Intro
For this installment of Let’s Plot (where anyone can make a figure!), we’ll be making the hottest visualization of 2017 - the joy plot or ridgeline plot.
Joy plots are partially overlapping density line plots. They are useful for densely showing changes in many distributions over time / condition / etc.
This type of visualization was inspired by the cover art from Joy Division’s album Unknown Pleasures and implemented in the R package ggridges by Claus Wilke.
While the original term for this plot took off as joy plot it has since been changed to a ridgeline plot or ridges plots, as discussed at length here.
Anyways, Claus has a beautiful intro to his package here. I will not reproduce any of his plots, as I want you to click the link. Plus they are way cooler looking than what we will be making. Which is real(ish) data from people in my division.
Load Davide merged data
This is a highly cut down version of his original data - which is a 160mb csv file. The csv for this exercise can be found here.
It contains cell area size for thousands of cells which have had a drug perturbation, split by wells in a dish. One drug per well.
library(tidyverse)
library(ggridges)
merged.df <- read_csv('~/git/Let_us_plot/005_ggridges/davide_cell_size_data.csv')

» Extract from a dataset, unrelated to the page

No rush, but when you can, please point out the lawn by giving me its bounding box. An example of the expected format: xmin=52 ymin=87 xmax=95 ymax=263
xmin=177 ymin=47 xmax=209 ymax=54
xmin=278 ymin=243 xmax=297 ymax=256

What does the data look like?
head(merged.df)
## # A tibble: 6 x 3
## Well.names Area Drug
## <chr> <int> <chr>
## 1 D07 643 20(S
## 2 D07 388 20(S
## 3 D09 290 20(S
## 4 D08 1174 20(S
## 5 D09 186 20(S
## 6 D09 7062 20(S
First we create a fake DMSO to match each drug so we can see the ‘null’ distribution matched with each drug in the visualization below
I know for
loops are out of trend, but I find them easier to write and read compared to purrr
. A lot less compact, I concede.
This is a bit hacky, but I want to duplicate the DMSO data and assign it to each drug. Later we’ll be splitting the plot by drug, so we can see both the drug data and the DMSO data in the section.
# for background DMSO plot
fake_DMSO_drug <- data.frame()
for (i in (merged.df$Drug %>% unique())){
print(i)
fake_DMSO_drug <- rbind(fake_DMSO_drug, merged.df %>% filter(Drug=='DMSO') %>% mutate(Drug = i, Well.names=paste0('0DMSO_', i), DMSO='Yes'))
}
## [1] "20(S"
## [1] "3-Am"
## [1] "Brom"
## [1] "Cili"
## [1] "Ctrl"
## [1] "DMSO"
## [1] "ETP"
## [1] "G-Pr"
## [1] "GANT"
## [1] "HA 1"
## [1] "IMR-"
## [1] "IWP-"
## [1] "IWR-"
## [1] "LGK-"
## [1] "LY41"
## [1] "Metf"
## [1] "PJ 3"
## [1] "SANT"
## [1] "Sodi"
## [1] "Tori"
## [1] "UNC"
## [1] "Valp"
## [1] "Wnt-"
## [1] "WYE"
# order drugs by median area
drug_order <- merged.df %>% group_by(Drug) %>% summarise(MedianArea=median(Area)) %>% arrange(MedianArea) %>% pull(Drug)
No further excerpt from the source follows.